BellSouth will be testing its services with a mix of its own employees, non-employees, schools and libraries. The trial is expected to run through the end of September. Then BellSouth will stop the service for assessment before launching it into commercial deployment.
Small-town America may get the most substantial cure for its lack of bandwidth as some of telecom's Big Boys begin to take notice of rural areas.
Sprint and MCI WorldCom, which hope to complete their merger later this year, have released plans to bring MMDS-based services to underserved areas.
"We will demonstrate our commitment to rural America by pledging that within the year after this merger closes, we will accelerate our deployment of broadband wireless in rural and underserved areas in the Southeast, Southwest, Pacific Northwest and Great Plains," said Bernard J. Ebbers, MCI WorldCom's president and CEO, during a speech in January.
Both Sprint and MCI WorldCom purchased several struggling companies that owned MMDS licenses for broadcast wireless cable services after a 1998 FCC ruling also allowed companies to offer high-speed data services over the spectrum.
Sprint has already begun rolling out service in a few markets.

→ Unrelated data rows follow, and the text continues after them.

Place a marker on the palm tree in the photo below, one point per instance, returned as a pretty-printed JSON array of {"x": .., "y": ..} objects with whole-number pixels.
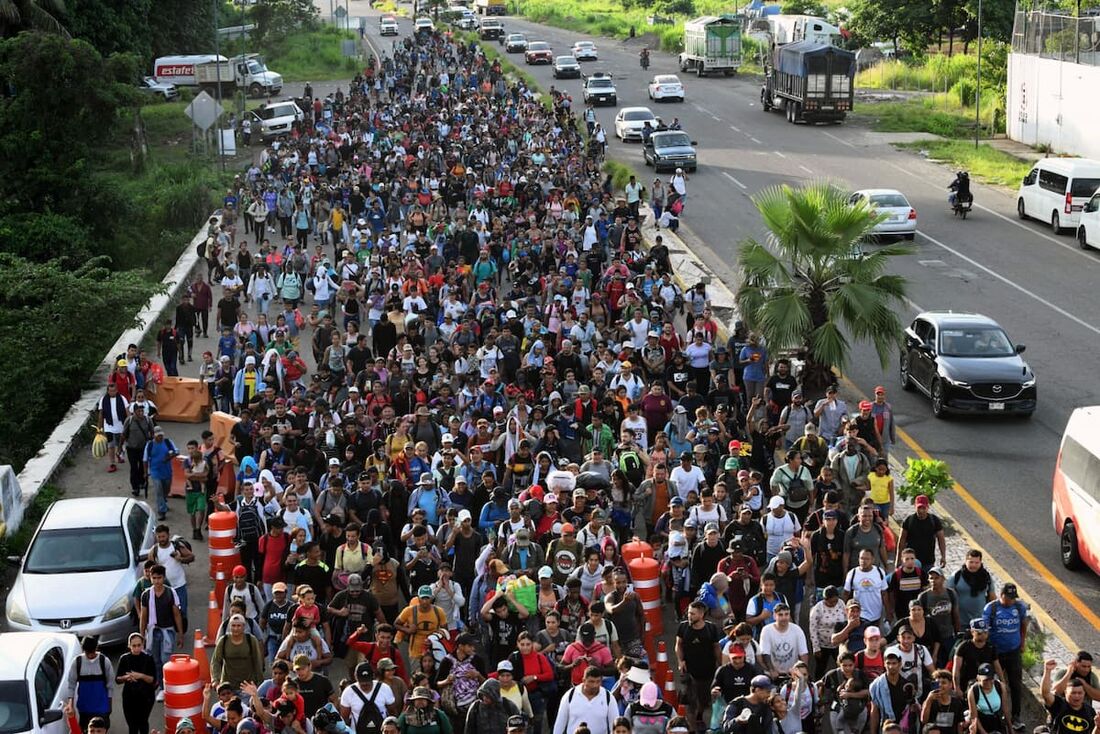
[
  {"x": 17, "y": 15},
  {"x": 811, "y": 288}
]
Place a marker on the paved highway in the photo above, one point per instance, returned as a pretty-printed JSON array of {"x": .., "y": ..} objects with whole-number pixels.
[{"x": 1037, "y": 285}]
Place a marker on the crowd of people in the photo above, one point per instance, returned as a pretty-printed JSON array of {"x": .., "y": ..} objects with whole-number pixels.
[{"x": 507, "y": 387}]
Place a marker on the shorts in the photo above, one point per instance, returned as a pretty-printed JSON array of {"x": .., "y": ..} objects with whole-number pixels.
[{"x": 196, "y": 502}]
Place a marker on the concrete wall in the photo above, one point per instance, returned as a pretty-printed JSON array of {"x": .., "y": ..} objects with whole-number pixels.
[
  {"x": 1055, "y": 103},
  {"x": 41, "y": 469}
]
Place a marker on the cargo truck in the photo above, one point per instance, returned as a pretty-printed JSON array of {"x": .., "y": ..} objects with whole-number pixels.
[
  {"x": 245, "y": 72},
  {"x": 811, "y": 81},
  {"x": 712, "y": 44}
]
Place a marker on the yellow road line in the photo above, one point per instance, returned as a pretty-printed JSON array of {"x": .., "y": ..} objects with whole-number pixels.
[{"x": 993, "y": 566}]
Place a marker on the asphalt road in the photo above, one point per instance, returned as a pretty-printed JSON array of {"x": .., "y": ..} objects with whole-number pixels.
[{"x": 1037, "y": 285}]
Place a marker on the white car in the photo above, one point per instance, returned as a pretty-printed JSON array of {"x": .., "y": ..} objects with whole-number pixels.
[
  {"x": 631, "y": 120},
  {"x": 34, "y": 670},
  {"x": 79, "y": 571},
  {"x": 1088, "y": 230},
  {"x": 901, "y": 216},
  {"x": 666, "y": 86},
  {"x": 585, "y": 51}
]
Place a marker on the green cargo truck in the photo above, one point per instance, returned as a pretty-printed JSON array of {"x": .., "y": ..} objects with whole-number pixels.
[{"x": 713, "y": 44}]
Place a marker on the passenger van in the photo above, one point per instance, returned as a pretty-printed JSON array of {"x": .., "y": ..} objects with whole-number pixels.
[
  {"x": 1076, "y": 490},
  {"x": 1056, "y": 189}
]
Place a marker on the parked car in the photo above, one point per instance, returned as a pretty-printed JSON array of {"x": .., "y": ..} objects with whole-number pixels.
[
  {"x": 600, "y": 89},
  {"x": 538, "y": 52},
  {"x": 565, "y": 67},
  {"x": 966, "y": 363},
  {"x": 80, "y": 568},
  {"x": 900, "y": 215},
  {"x": 666, "y": 86},
  {"x": 34, "y": 670},
  {"x": 585, "y": 51},
  {"x": 631, "y": 120},
  {"x": 165, "y": 89},
  {"x": 516, "y": 43},
  {"x": 670, "y": 149},
  {"x": 1055, "y": 190},
  {"x": 1088, "y": 231}
]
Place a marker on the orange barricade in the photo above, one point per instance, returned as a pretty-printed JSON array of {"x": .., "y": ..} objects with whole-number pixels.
[
  {"x": 183, "y": 692},
  {"x": 223, "y": 552},
  {"x": 183, "y": 400},
  {"x": 645, "y": 572},
  {"x": 221, "y": 424}
]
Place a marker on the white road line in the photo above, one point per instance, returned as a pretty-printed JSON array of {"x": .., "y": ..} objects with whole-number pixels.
[
  {"x": 1013, "y": 284},
  {"x": 839, "y": 140},
  {"x": 734, "y": 179}
]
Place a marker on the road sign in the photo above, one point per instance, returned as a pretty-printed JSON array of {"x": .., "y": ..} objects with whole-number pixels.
[{"x": 204, "y": 111}]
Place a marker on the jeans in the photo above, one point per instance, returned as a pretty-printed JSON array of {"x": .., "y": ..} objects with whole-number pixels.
[
  {"x": 162, "y": 647},
  {"x": 161, "y": 488}
]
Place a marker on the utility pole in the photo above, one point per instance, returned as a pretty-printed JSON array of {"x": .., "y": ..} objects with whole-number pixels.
[{"x": 977, "y": 91}]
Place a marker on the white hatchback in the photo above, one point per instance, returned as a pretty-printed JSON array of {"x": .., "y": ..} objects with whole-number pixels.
[
  {"x": 900, "y": 215},
  {"x": 666, "y": 86}
]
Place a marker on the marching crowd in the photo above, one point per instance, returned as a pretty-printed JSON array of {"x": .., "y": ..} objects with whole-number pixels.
[{"x": 507, "y": 389}]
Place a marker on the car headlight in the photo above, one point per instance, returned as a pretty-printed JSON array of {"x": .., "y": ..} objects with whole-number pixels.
[
  {"x": 17, "y": 610},
  {"x": 956, "y": 383},
  {"x": 120, "y": 607}
]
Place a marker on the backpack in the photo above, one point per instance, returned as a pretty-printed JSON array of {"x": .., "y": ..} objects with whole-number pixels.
[{"x": 370, "y": 718}]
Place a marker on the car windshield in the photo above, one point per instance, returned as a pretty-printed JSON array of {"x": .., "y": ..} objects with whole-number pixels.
[
  {"x": 975, "y": 341},
  {"x": 77, "y": 550},
  {"x": 888, "y": 200},
  {"x": 669, "y": 141},
  {"x": 14, "y": 708}
]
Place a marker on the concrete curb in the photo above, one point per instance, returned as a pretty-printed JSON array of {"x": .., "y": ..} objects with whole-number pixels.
[{"x": 42, "y": 468}]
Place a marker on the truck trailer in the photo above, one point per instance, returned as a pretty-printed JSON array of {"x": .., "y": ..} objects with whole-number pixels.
[
  {"x": 812, "y": 81},
  {"x": 713, "y": 44}
]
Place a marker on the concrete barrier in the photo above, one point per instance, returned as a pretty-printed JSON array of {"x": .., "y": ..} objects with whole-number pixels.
[{"x": 50, "y": 458}]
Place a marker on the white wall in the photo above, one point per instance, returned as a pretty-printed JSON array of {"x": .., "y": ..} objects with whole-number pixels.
[{"x": 1055, "y": 103}]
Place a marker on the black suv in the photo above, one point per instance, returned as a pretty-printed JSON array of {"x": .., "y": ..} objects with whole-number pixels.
[{"x": 966, "y": 363}]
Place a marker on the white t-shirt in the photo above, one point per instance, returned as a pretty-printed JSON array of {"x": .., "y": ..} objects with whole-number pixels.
[
  {"x": 783, "y": 647},
  {"x": 351, "y": 699},
  {"x": 867, "y": 588},
  {"x": 686, "y": 481}
]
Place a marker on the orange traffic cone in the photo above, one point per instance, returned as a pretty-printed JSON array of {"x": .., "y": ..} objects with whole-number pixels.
[
  {"x": 213, "y": 621},
  {"x": 200, "y": 656},
  {"x": 670, "y": 690}
]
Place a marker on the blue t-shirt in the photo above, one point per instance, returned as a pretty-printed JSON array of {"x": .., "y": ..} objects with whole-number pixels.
[{"x": 1004, "y": 624}]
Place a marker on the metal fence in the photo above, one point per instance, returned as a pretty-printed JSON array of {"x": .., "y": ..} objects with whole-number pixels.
[{"x": 1054, "y": 35}]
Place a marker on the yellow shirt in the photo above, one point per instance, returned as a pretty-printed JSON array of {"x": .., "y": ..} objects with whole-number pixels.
[{"x": 880, "y": 488}]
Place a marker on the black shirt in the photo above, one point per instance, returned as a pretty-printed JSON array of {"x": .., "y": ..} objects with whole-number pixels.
[{"x": 699, "y": 648}]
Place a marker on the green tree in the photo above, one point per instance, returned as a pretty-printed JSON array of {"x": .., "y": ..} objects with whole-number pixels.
[
  {"x": 17, "y": 15},
  {"x": 811, "y": 288},
  {"x": 55, "y": 319}
]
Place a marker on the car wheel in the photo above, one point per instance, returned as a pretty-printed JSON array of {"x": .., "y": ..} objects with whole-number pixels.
[
  {"x": 938, "y": 408},
  {"x": 906, "y": 382},
  {"x": 1069, "y": 548}
]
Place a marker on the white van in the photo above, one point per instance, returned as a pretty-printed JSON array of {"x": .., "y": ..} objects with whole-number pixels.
[{"x": 1056, "y": 190}]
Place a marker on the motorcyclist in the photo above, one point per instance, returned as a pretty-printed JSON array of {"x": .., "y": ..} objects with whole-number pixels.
[{"x": 960, "y": 189}]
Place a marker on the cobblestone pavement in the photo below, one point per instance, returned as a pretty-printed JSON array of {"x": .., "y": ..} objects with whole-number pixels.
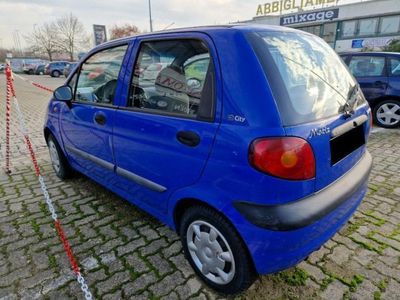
[{"x": 124, "y": 253}]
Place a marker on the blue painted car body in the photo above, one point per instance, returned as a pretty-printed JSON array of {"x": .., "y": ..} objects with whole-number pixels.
[{"x": 216, "y": 172}]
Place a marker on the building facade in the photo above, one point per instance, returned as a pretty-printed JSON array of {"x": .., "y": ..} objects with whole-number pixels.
[{"x": 354, "y": 27}]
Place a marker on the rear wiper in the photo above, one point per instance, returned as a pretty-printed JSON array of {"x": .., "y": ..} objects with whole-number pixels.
[{"x": 348, "y": 108}]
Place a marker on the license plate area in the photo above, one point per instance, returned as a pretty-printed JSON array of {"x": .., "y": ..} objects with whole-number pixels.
[{"x": 343, "y": 145}]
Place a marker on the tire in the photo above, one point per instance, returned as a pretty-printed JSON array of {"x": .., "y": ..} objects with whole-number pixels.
[
  {"x": 58, "y": 161},
  {"x": 55, "y": 73},
  {"x": 387, "y": 114},
  {"x": 219, "y": 257}
]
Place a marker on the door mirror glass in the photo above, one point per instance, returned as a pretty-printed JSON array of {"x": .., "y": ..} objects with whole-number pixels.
[
  {"x": 194, "y": 83},
  {"x": 63, "y": 93}
]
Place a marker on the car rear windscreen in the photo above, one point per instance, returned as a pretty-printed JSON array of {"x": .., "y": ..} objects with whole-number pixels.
[{"x": 308, "y": 79}]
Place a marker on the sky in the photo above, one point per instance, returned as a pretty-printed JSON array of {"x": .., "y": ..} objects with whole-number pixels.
[{"x": 19, "y": 17}]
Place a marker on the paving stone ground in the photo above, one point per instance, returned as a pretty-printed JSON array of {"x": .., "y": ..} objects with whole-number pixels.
[{"x": 124, "y": 253}]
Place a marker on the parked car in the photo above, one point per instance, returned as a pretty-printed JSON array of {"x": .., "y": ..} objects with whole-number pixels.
[
  {"x": 39, "y": 69},
  {"x": 29, "y": 65},
  {"x": 255, "y": 156},
  {"x": 379, "y": 76},
  {"x": 68, "y": 68},
  {"x": 55, "y": 68}
]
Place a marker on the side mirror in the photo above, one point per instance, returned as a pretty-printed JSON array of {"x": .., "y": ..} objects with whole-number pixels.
[
  {"x": 63, "y": 93},
  {"x": 193, "y": 83}
]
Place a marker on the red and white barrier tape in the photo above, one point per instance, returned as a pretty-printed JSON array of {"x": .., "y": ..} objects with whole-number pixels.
[
  {"x": 8, "y": 118},
  {"x": 57, "y": 223},
  {"x": 35, "y": 84}
]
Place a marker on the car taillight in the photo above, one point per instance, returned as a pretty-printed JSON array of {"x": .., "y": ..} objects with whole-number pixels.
[{"x": 285, "y": 157}]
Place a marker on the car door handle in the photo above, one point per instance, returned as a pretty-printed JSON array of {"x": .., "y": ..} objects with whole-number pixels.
[
  {"x": 189, "y": 138},
  {"x": 100, "y": 118}
]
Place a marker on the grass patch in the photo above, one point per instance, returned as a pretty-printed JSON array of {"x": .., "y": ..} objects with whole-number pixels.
[
  {"x": 295, "y": 277},
  {"x": 382, "y": 285},
  {"x": 377, "y": 295}
]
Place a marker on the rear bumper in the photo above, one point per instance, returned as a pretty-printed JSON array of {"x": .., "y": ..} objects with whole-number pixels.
[
  {"x": 308, "y": 210},
  {"x": 279, "y": 237}
]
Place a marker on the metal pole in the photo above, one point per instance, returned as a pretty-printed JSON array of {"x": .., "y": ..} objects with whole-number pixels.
[{"x": 151, "y": 21}]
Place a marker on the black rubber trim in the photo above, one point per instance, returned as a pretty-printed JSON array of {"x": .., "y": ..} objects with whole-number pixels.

Initially the company used a one-way model in Phoenix, but eventually upgraded to two-way wireless. Overall, Sprint has licenses in 90 cities and plans to be operational in up to 20 cities by the end of this year.
MCI WorldCom has licenses in 160 markets and hopes to begin rollouts this summer, after securing the necessary approvals from the FCC, says Bill Feidt, director of corporate development for MCI WorldCom's Wireless Solutions division. Initially MCI WorldCom expects to offer only high-speed data services.
"We are preparing to serve various-sized cities," says Feidt. "This will be the third pipe in many markets."